I emphasize test at this point. We've put up a Linux VM and Windows server VM and have been doing failure testing. Aka pulling power on a server, unplugging network cables, pulling drives etc. No rebuilding a missing OSD isn't as simple as old school HW raid a three node, eventually a five node, is far more fault tolerant.
Why old equipment? Well our fire happened in May 2021 at the height of pandemic shortages. Our insurance payout did not cover the increased costs of building materials and other inflated items. We're done rebuilding now but we had our first losing year since the 2008 recession. I already had three RD440's running on single CPUs and only 32gb ram each. Now I have 4, soon to be 5, with both CPUs and 128gb ram each. The long term plan is to replace nodes one by one as budget allows. That's actually one reason I knew about the issue of using the same name and IP for a replacement and why I've reserved IPs in my network for future nodes. My idea, right or wrong, is to buy new servers, fail an old one, install the new, and let ceph populate it. I'd rather save money now and keep giving my people deserved raises than just dump a fortune into new or newish hardware. Plus I'm thinking I can transfer much of what I have to new servers like the dual port NICs of which I have four per server. At 10g everywhere my network is 10x faster than its ever been.
I bought these optanes because VMware needed them for vsan cache. May as well use them if I can. Failing that replace the current consumer drives with enterprise drives, like I need to do on the ceph cluster itself.
So in short, even with old hardware, this cluster is a rather big performance jump from two single CPUs running individually and on HDDs to five dual CPU, four times the ram, 10g networking, and all ssd storage. In baseline testing my VMs are clearly much faster. I'm not bottlenecked by a slow network, slow drives, not enough cores and ram etc.
Seems to me the solution here is use the optanes as described or install small enterprise drives for boot. Maybe not even worry about backups of the boot drives.
Having said that, please correct me if I'm wrong, but it seems like clusters are a lot like hardware raid cards. Replacement servers need to be "clean" just like raid cards will only use fresh empty drives to rebuild on. Which means to me if I have a server fail just replace what's broken, do a clean install and configure networking and join it to the cluster.

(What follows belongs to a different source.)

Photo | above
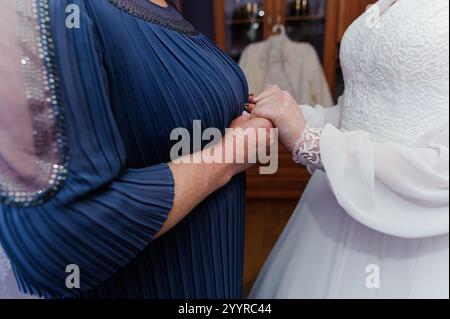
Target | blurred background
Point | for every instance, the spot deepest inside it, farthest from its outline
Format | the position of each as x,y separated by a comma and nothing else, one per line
236,24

I would argue that even commodity equipment when run in a cluster gives you better resiliency than beefed up redundant server gear from 10 years ago. Of course if it can handle the load. This does not concern you, but when someone buys a 10yo server for a homelab, what they would have been better off doing is e.g. buying 5 NUCs for that homelab and run all sorts of clusters.
Yes, cluster node should be something without value of its own. You have the VMs/CTs and you have them backed up to be able to put them back in case of some catastrophic event (e.g. fire). But under normal circumstances (i.e. hardware parts failing) you just go exchanging parts. Someone might argue a system drive without RAID has no way of self-detecting bit rot, but for a system drive of a node ... well you will see it behaving oddly, logs becoming strange and simply shut it down, replace, rinse, repeat.
BTW There are other solutions than PVE, I am not saying better, but somehow people treat it like there's just all those expensive commercial ones and then PVE as the alternative. There's the not-so-comparable alternatives like OpenStack, but also the little forgotten ones like XCP-ng. If you have time to experiment, you may want to give the latter a try too. But it is very different to PVE, after all it's Xen. As for containers, there's even LXD (they added VMs later on), but last time I remember it was not as complete in terms of High Availability, etc.
One more thing .. if you plan to run HA anything, do a lot of tests with PVE, especially with networking, pulling cables, etc. There's enough horror stories of people trying to run HA ending up with lower total uptime because of self-fencing and endless reboots by the watchdog. If you do not plan to use any HA, it's not so critical, even with corosync impaired, it certainly won't go on to reboot your nodes.